Our next stop is Minneapolis, where an unusually “woke” Minnesotan majority voted to alter zoning in order to encourage more affordable housing construction last November. (p. 20) As our local guide, staff writer Mark Olshaker discovers that the comprehensive Minneapolis 2040 plan, despite the widespread participation in its conception, has not met with universal support.
Staff writer Mark Fogarty guides us through two towns this month, nearly 2,000 miles apart, but both of which have benefitted from bold and inspiring collaboration among local supporters: Portland, OR, where state housing authorities, city officials and private developers are teaming to encourage housing where there is transit. And Detroit, MI, where a similar array of concerned partners is collaborating to make sure currently affordable housing is preserved.

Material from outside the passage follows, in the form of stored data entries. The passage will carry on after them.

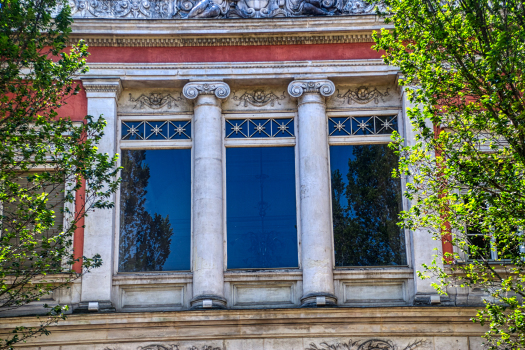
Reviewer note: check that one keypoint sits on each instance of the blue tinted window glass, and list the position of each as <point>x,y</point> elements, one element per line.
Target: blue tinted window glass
<point>155,210</point>
<point>261,210</point>
<point>366,201</point>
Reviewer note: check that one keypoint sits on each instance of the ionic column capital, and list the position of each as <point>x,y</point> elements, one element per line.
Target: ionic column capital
<point>102,87</point>
<point>192,90</point>
<point>323,87</point>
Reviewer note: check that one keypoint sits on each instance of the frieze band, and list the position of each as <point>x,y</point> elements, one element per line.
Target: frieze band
<point>183,9</point>
<point>219,89</point>
<point>370,344</point>
<point>324,87</point>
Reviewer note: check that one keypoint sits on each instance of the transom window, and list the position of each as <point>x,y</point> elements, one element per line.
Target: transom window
<point>261,208</point>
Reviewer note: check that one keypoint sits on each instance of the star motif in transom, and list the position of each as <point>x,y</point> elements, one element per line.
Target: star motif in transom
<point>260,128</point>
<point>179,129</point>
<point>282,127</point>
<point>362,125</point>
<point>387,124</point>
<point>339,126</point>
<point>156,130</point>
<point>237,128</point>
<point>133,130</point>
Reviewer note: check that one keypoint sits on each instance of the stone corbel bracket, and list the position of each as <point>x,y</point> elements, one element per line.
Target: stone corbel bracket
<point>299,87</point>
<point>193,89</point>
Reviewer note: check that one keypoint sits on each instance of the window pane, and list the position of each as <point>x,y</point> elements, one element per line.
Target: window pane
<point>155,210</point>
<point>366,201</point>
<point>19,219</point>
<point>261,211</point>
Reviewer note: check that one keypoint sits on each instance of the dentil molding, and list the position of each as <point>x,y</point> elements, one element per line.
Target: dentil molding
<point>193,89</point>
<point>299,87</point>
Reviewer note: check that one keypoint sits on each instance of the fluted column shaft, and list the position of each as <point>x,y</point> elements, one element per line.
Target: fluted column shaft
<point>208,230</point>
<point>314,177</point>
<point>102,96</point>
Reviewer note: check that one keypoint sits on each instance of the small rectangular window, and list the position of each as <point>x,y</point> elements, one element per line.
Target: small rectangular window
<point>155,210</point>
<point>366,201</point>
<point>19,216</point>
<point>261,208</point>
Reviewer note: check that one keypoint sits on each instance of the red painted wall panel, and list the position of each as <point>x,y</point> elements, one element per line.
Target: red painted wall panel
<point>233,53</point>
<point>75,106</point>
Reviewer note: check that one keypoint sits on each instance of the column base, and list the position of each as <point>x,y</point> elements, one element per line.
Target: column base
<point>101,306</point>
<point>432,300</point>
<point>207,301</point>
<point>319,300</point>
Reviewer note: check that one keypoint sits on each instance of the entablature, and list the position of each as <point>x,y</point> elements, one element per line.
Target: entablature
<point>226,32</point>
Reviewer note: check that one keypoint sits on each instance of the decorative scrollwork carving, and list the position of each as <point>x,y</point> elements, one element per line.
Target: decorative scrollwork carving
<point>154,101</point>
<point>299,87</point>
<point>370,344</point>
<point>158,347</point>
<point>219,89</point>
<point>362,95</point>
<point>258,98</point>
<point>218,8</point>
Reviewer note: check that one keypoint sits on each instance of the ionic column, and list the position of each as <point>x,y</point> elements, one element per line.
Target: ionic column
<point>102,95</point>
<point>208,196</point>
<point>314,179</point>
<point>421,245</point>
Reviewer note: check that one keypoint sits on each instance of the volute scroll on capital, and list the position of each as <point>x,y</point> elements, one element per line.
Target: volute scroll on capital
<point>193,89</point>
<point>299,87</point>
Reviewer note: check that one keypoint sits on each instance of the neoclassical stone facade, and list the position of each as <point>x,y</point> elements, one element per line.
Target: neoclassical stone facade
<point>213,103</point>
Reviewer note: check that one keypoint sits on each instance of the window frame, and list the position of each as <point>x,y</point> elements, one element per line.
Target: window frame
<point>151,145</point>
<point>262,142</point>
<point>356,140</point>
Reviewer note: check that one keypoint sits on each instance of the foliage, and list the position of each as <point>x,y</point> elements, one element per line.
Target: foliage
<point>365,209</point>
<point>463,61</point>
<point>43,159</point>
<point>145,241</point>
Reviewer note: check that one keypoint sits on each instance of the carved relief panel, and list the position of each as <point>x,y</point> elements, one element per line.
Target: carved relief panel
<point>184,9</point>
<point>153,101</point>
<point>259,98</point>
<point>364,96</point>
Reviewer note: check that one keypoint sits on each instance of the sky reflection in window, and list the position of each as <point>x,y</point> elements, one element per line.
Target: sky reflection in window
<point>366,201</point>
<point>261,208</point>
<point>155,210</point>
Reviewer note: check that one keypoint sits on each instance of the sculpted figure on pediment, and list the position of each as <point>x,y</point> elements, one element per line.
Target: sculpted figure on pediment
<point>203,8</point>
<point>313,7</point>
<point>214,9</point>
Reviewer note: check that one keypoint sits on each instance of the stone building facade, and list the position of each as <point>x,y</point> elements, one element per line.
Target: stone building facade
<point>254,212</point>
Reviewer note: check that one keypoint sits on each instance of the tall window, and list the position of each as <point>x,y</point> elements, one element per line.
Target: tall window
<point>155,205</point>
<point>261,205</point>
<point>366,200</point>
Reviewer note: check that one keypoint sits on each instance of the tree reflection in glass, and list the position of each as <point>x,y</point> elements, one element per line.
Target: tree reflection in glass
<point>366,201</point>
<point>261,208</point>
<point>155,210</point>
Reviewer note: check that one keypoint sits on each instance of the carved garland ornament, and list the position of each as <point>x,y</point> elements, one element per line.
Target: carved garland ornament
<point>183,9</point>
<point>171,347</point>
<point>154,101</point>
<point>370,344</point>
<point>219,89</point>
<point>299,87</point>
<point>362,95</point>
<point>258,98</point>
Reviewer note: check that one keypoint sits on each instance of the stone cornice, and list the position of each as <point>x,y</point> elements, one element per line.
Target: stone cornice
<point>116,41</point>
<point>102,86</point>
<point>299,87</point>
<point>270,323</point>
<point>247,32</point>
<point>193,89</point>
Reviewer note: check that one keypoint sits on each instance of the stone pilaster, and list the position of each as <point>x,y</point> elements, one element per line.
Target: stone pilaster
<point>420,242</point>
<point>208,196</point>
<point>102,95</point>
<point>314,178</point>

We then make a stop in Washington, DC, which has been Mark Olshaker’s home his entire life. As a journalist, sports fan and culture vulture, he has explored and enjoyed much of his hometown. So we thought he was a good guide to how the Opportunity Zone program might have an impact on a single city, serving as an example for other communities. (Land of Oz)
And while we’re on our American housing tour, we thought it of value (as it always is) to check in with David A. Smith, who focuses this month on the state of California, which is fraught with the ambiguity in its urban centers of the least affordability of housing and most progressive approaches to policy. What kind of leadership (bravery? confidence?) will it take to effectively meld the two for the common good? Our guru is in on that one.
So relax in your seat, turn the page and embark with us on this journey through cities, states, policies, programs, conversations, innovations and, hopefully, inspirations for affordable housing. Bon voyage.